Some parents, and even a few school board members were calling for, or even instigating public book-burnings.

A few parents, inspired by cable news and internet rumors ran for, (or even were elected to) school boards with no background (or even previous interest) in education.

Many candidates for larger offices, from senate to state governor, also ran on red-hot “culture war” issues – usually with little experience in, or even interest in, traditional political processes or responsibilities.

In previous eras, we might have called it “grand-standing” but in the 2020s, it has become standard procedure.

Running a political campaign on grievances or on exaggerated or even preposterous obsessions from critical race theory to “white replacement” to aliens-among-us have become standard operations.

The term “cancel culture” also entered our vocabulary.

From the NFL to Hollywood, celebrities could find themselves honored one day and shunned the next.

It could be an old e-mail or an online posting, any one of us, on any topic, on any platform, found ourselves vulnerable.

One nightmare from the 1970s that no one expected to see again, that emerged when few were looking, was inflation.

High (and getting higher) prices, empty grocery store shelves and material shortages, from building supplies to holiday accessories were aspects of our economy that multiple generations never expected to see.

Our entire economic and cultural landscape is going through the standard cool-common-passé rinse and repeat sequence – but at record speed.

The past couple years, the internet-fueled monoculture has both spread and contracted, absorbed and discarded simultaneously, with increasing velocity if not ferocity.

For those with the budget and the intent, all but the most obscure items are made accessible with a simple search.
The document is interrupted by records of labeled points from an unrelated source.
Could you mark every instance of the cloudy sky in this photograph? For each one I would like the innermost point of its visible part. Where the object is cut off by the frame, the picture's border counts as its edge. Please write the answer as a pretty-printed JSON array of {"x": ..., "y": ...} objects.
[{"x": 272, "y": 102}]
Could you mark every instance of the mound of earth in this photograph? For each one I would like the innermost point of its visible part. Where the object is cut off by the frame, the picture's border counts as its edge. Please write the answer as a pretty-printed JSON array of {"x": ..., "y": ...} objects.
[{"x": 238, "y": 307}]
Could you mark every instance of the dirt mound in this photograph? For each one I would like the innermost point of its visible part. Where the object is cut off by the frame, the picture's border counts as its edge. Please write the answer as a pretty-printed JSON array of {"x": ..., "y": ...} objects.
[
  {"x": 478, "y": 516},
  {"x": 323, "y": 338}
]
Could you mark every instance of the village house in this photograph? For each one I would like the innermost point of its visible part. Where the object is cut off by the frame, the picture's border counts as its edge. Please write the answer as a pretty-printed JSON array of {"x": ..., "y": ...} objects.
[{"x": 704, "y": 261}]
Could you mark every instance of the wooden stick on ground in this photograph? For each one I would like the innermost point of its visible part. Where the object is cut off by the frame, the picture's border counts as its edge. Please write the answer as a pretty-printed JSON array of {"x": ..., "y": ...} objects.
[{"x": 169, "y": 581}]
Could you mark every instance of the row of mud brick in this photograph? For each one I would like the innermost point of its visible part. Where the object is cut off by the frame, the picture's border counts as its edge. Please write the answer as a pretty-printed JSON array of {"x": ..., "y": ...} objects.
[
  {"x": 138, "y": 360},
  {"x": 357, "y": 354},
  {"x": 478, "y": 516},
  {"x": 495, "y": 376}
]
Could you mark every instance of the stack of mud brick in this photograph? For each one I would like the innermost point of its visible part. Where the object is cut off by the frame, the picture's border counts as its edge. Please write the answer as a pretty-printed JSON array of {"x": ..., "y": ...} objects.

On YouTube, for example, it takes just as much effort to search for a 1985 Merzbow cassette as it does the latest Ye or Taylor Swift single.

In this marketplace without a place, Amazon and Ebay bill themselves as “everything” stores. If you can’t find it on one or both of these venues, it probably doesn’t exist. Or matter.

But maybe, just maybe, like the famous Mr. Grinch, some of us are coming to the realization that not everything that can be delivered really matters after all.

Yes, having toilet paper on hand is great. But I certainly hope we have more important things than toilet paper to be talking about for the rest of the 2020s.

I don’t know about anyone else, but what I hear people talking about online or in person are what used to be considered crazy conspiracy theories. But in 2020 and 2021, no conspiracy theory seems crazy enough.

From Birds aren’t real (birdsarentreal.com) to flat earthers (https://www.tfes.org/) (or ‘Zetetic Astronomy’, as the society prefers to call it) and anti-vaxers – any lunacy seems reasonable.

Way back in 2013, it was proposed that Apple IPhone’s Siri knew when the “Gates of Hades” would open (https://www.dailydot.com/unclick/siri-world-end-glitch/).

And who knew that portals to other worlds existed here in the USA. The Denver Airport for one – https://gizmodo.com/proof-that-denver-airport-is-one-of-the-most-evil-place-5807582.

And they all tie into the tried and true pure American ideals structured around three sacred (in a peculiarly American secular sense) tenets: robust individualism, distrust of traditional authority (especially medicine and government) and a near-evangelistic commitment to self-optimization.

Not trusting vaccines and questioning authorized political figures and processes, through our current refracted, and multi-fragmented lenses, have become, at least in some circles, markers of courage, even patriotism.

This attitude too, has become pandemic. It has become “cool” to distrust everyone and everything. Trusting, again, in some circles, of any religious, political or media sources is SO 20th Century.

But distrust is a shell of a belief system.

No economy or neighborhood or electoral system (or marriage) can exist without a baseline of trust.

We can only hope that trust, and maybe even doing it right, become the new trends of 2022.